I am not involved in this case, but the complaint is joint press release two departments initiated a criminal case against the creditor. At first glance, you might come away from this believing that the good guys really got the bad guys. But a closer look at the details of the case, including Fairway’s response, reveals precisely the kind of ill-advised government policies to combat housing discrimination that could harm minority households. and good creditors. Unless we insist on a more balanced approach, the actions of some regulators will harm the very communities the government seeks to benefit, as well as good lenders who share the government’s goals.
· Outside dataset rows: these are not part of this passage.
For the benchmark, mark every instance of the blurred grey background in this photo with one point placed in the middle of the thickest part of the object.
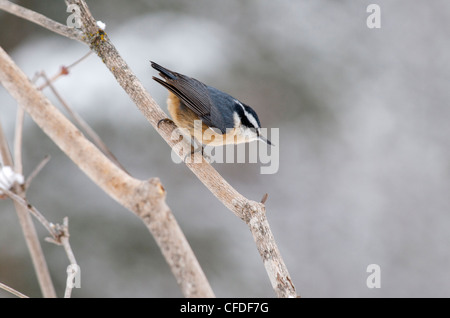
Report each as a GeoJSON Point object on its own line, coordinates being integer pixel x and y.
{"type": "Point", "coordinates": [364, 172]}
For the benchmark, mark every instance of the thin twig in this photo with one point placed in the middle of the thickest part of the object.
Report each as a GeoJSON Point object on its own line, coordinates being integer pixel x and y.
{"type": "Point", "coordinates": [34, 212]}
{"type": "Point", "coordinates": [145, 198]}
{"type": "Point", "coordinates": [253, 213]}
{"type": "Point", "coordinates": [63, 71]}
{"type": "Point", "coordinates": [28, 229]}
{"type": "Point", "coordinates": [18, 140]}
{"type": "Point", "coordinates": [5, 154]}
{"type": "Point", "coordinates": [12, 291]}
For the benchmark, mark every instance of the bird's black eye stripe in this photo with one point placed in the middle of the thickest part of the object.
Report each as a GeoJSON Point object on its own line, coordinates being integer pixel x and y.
{"type": "Point", "coordinates": [243, 117]}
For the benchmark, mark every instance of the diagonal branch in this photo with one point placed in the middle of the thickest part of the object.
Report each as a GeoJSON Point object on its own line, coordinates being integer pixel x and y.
{"type": "Point", "coordinates": [42, 20]}
{"type": "Point", "coordinates": [145, 198]}
{"type": "Point", "coordinates": [253, 213]}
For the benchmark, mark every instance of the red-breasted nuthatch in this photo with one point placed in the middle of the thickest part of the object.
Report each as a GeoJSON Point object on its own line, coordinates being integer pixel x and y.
{"type": "Point", "coordinates": [190, 100]}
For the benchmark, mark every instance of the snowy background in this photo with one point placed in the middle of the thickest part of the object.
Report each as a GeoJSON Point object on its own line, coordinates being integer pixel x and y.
{"type": "Point", "coordinates": [364, 172]}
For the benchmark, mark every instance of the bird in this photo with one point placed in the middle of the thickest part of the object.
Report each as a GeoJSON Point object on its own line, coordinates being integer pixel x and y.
{"type": "Point", "coordinates": [224, 119]}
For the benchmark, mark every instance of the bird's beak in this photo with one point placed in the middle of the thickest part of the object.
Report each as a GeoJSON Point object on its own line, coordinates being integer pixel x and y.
{"type": "Point", "coordinates": [267, 141]}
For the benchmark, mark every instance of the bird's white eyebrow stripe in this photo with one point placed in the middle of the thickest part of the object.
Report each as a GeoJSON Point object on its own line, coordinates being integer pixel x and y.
{"type": "Point", "coordinates": [249, 116]}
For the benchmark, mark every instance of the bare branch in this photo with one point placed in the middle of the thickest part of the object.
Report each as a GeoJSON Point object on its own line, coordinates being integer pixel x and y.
{"type": "Point", "coordinates": [42, 20]}
{"type": "Point", "coordinates": [145, 198]}
{"type": "Point", "coordinates": [253, 213]}
{"type": "Point", "coordinates": [12, 291]}
{"type": "Point", "coordinates": [28, 229]}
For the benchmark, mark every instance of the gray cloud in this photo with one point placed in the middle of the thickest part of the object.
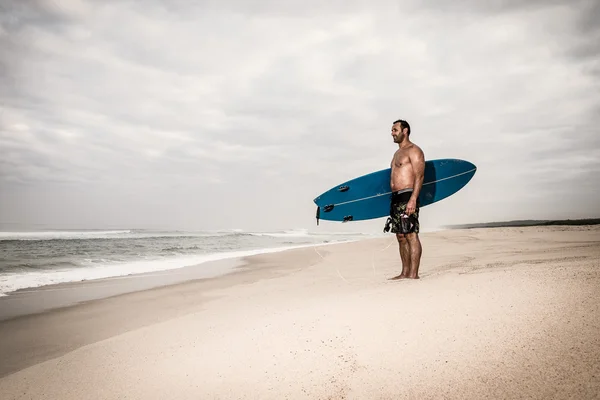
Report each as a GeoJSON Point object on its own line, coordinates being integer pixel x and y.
{"type": "Point", "coordinates": [170, 110]}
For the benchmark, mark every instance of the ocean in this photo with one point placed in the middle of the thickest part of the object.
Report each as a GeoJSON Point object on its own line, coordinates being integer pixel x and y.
{"type": "Point", "coordinates": [37, 258]}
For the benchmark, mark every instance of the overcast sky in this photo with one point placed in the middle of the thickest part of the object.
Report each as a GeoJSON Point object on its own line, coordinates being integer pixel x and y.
{"type": "Point", "coordinates": [220, 114]}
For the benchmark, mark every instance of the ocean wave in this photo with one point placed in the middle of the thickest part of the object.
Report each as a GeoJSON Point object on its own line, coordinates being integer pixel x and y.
{"type": "Point", "coordinates": [12, 281]}
{"type": "Point", "coordinates": [141, 234]}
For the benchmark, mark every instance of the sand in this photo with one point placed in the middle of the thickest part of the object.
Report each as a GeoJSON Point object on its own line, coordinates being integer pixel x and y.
{"type": "Point", "coordinates": [505, 313]}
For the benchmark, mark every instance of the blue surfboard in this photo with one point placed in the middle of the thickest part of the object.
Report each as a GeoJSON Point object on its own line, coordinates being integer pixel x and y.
{"type": "Point", "coordinates": [368, 196]}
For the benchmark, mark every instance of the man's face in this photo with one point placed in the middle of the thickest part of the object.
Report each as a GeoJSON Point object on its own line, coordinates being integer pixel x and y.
{"type": "Point", "coordinates": [397, 133]}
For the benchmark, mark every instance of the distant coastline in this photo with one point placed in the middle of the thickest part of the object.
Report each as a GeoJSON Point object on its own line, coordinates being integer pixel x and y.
{"type": "Point", "coordinates": [529, 222]}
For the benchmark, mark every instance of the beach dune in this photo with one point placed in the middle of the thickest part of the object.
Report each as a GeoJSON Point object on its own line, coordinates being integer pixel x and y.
{"type": "Point", "coordinates": [501, 313]}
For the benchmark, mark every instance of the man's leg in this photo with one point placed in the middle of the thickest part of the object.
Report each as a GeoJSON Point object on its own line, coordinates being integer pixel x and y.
{"type": "Point", "coordinates": [404, 255]}
{"type": "Point", "coordinates": [414, 244]}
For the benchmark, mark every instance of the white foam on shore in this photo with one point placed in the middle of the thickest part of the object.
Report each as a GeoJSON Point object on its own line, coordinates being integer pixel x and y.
{"type": "Point", "coordinates": [11, 282]}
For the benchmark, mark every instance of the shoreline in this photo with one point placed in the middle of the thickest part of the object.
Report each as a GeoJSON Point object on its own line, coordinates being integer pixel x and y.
{"type": "Point", "coordinates": [503, 312]}
{"type": "Point", "coordinates": [117, 284]}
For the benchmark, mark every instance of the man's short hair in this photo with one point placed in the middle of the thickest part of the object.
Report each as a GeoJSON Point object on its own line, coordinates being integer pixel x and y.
{"type": "Point", "coordinates": [403, 124]}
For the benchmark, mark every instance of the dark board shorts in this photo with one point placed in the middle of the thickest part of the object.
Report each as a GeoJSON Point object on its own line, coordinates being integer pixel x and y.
{"type": "Point", "coordinates": [398, 222]}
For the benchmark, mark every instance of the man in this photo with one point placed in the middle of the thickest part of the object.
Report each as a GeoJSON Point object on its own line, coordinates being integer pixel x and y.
{"type": "Point", "coordinates": [408, 168]}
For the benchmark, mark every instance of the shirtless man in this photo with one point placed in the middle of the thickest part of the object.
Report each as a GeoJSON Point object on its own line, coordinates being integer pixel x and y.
{"type": "Point", "coordinates": [408, 168]}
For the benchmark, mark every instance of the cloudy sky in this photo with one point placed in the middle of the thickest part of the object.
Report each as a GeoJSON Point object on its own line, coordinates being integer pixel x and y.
{"type": "Point", "coordinates": [178, 114]}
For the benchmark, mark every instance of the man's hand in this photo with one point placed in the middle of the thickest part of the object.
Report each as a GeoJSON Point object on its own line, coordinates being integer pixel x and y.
{"type": "Point", "coordinates": [411, 206]}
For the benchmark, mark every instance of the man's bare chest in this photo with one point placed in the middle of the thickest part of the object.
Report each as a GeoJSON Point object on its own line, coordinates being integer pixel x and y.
{"type": "Point", "coordinates": [400, 160]}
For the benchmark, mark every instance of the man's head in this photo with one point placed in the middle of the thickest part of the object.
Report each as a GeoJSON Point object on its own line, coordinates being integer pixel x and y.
{"type": "Point", "coordinates": [400, 130]}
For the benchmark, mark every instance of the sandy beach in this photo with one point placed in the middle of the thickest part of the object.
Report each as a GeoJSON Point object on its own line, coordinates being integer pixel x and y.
{"type": "Point", "coordinates": [502, 313]}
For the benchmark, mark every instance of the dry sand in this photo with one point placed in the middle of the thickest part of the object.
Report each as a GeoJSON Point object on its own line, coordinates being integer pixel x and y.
{"type": "Point", "coordinates": [498, 313]}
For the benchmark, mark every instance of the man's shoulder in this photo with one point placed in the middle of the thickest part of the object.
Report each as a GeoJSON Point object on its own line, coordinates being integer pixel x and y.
{"type": "Point", "coordinates": [414, 148]}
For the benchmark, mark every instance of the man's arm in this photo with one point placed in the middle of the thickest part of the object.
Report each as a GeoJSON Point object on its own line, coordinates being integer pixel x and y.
{"type": "Point", "coordinates": [417, 160]}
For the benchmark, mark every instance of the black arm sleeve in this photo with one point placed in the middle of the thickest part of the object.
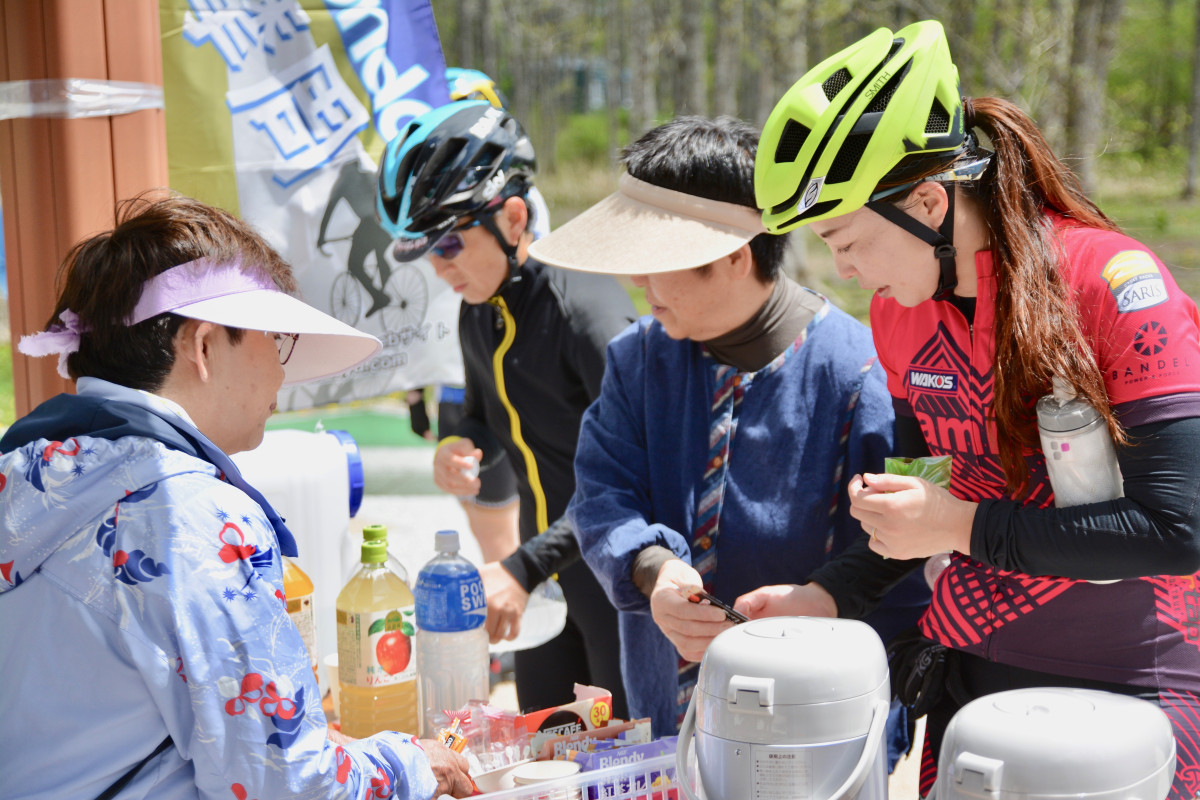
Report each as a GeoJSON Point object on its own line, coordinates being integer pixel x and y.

Both agencies say the lender’s intentional refusal to provide mortgage loans in minority residential areas prompted their charges. It is surprising that the government does not take into account How many the lender’s loans actually originated in minority areas. Neither the complaint, the proposed consent order, nor the government press release said how many loans Fairway made in minority neighborhoods or how that number compared to other lenders offering loans in that area. Fairway claims it has originated more loans in Birmingham’s minority neighborhoods than any other non-bank lender with a presence in the area. If this is true, the government should have completed its investigation and commended the company for its services in minority areas.

Rather than looking at the actual number of loans made in minority areas, the government’s approach is to assess the balance of a company’s loan distribution between minority and non-minority communities and compare the percentage to other lenders. In the Fairway case, the government alleges that 3.7% of Fairway’s loans were made to minorities, while 12.2% of loans were made by peers lenders were in minority areas; this is the basis for the accusation of redlining. Again, the government won’t tell us how much of Fairway loans made in minority areas and whether that number is greater or less than the number of loans that similar lenders have made in minority areas. In theory, and as Fairway argues, it may have been one of the largest originators of loans in minority areas compared to its peers, but has a lower racial balance percentage simply because it is a large lender in non-minority areas. And, if that’s the case, the problem of racial balance can be solved simply by making fewer loans in non-minority areas without lending more in minority areas, which is a strange method for solving the red line.

Government allegations of office placement and advertising may be relevant to explaining why a lender has low minority loan volume, but they are irrelevant if the lender actually has high minority loan volume.

Requiring all lenders to have a similar distribution of loans between minorities and non-minorities is a call to the type of racial balance or quotas that violate the Constitution, the Fair Housing Act, and the Equal Lending Opportunity Act. From a political point of view, the refusal of the government to recognize the actual volume of lending in minority regions is absurd. Why would the government want to sue the lenders that make the most loans in minority areas, accusing them of racially damaging reputational discrimination? Does the government really believe that this is advancing civil rights?

Public, private, and nonprofit housing and housing finance leaders must work together to combat government overreach and the dangerous impact that misapplication has on minority communities. We must support vigorous enforcement of civil rights laws, but misguided policies benefit no one.